The description method (which returns an NSString representation of an object) does not normally return an instance variable directly so it would not ordinarily be considered an accessor method. In this situation, it is implemented as an accessor but due to the expectation that the description is a generated value, we need to retain and autorelease the returned value.

Any instance variable returned from a method where the method is not obviously an accessor method should always go through a retain/autorelease since it is not immediately obvious that its lifetime would be bound to the lifetime of the source object.

Copy accessors

The reason why retain accessors exist is obvious — you don't want the value to be deallocated while it is set on the object.
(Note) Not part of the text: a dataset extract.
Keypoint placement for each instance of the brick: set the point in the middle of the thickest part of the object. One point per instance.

The reason for the final accessor pattern in Objective-C — copy accessors — is less broadly understood but nonetheless relevant.

You should use a copy accessor when the setter parameter may be mutable but you can't have the internal state of a property changing without warning. Consider the following example:

NSMutableString *mutableString = [NSMutableString stringWithString:@"initial value"];
[someObject setStringValue:mutableString];
[mutableString setString:@"different value"];

In this situation, if the setStringValue: method followed the retain pattern, then the setString: method invoked on the next line would change the internal value of this property without warning someObject.

Sometimes, you don't care if the internal state of a property change without warning. However, if you do care about the internal state of a property changing, then you'll want to use a copy setter.

The implementation of a non-atomic copy setter is as simple as you'd imagine:

- (void)setStringValue:(NSString *)aString
{
    if (stringValue == aString)
    {
        return;
    }
    NSString *oldValue = stringValue;
    stringValue = [aString copy];
    [oldValue release];
}
Correction: I had previously stated that you don't need the equality comparison for a copy (since I wrongly claimed the copy would ensure you always have a different block of memory). I was wrong, of course. As was immediately pointed out in the comments: copy does not always return a copy; for immutable objects, copy can return the same object. I forgot about this, even though I've certainly written copy setters that work this way (see the SynthesizeSingleton code). The result is that we still need the comparison to ensure that setting the property to the same value doesn't cause the same potential release problems that the previous retain pattern had. Did I mention it is possible to screw up property accessors?

This finally explains why NSDictionary copies its keys.

NSDictionary stores all its value objects in locations according to the result of each corresponding key object's hash method.

If a key object were to change in such a way that the hash method result changed, then the NSDictionary would not be able to find the corresponding value object any more.

Key objects are not set by a property accessor on an NSDictionary but the effect is the same: the copy pattern is used to ensure that outside objects cannot change the internal state of the dictionary without warning.

Of course, the downside to properties that follow the copy pattern is speed. It's not normally an issue for objects up to a few kilobytes but beyond that point, you'll need to consider whether copy is the right pattern for the resources involved.

Conclusion

Getter and setter methods are frequently given as the simplest kind of method to implement. But you can see that even within this very simple kind of method, there are subtle ways that they can go wrong.

Overall, this post is a much simpler level than my typical posts but that doesn't mean its only for novice Objective-C developers. Experienced programmers are far from immune to mistakes in this area. Some of the potential quirks with getter and setter methods are so rare you may never see a problem (even if your code is doing things in an unsafe manner) so learning from experience can take time in this area.

Of course, if you don't need any customization in your accessor methods, you should simply use a synthesized @property implementation. This will avoid any possibility of introducing mistakes.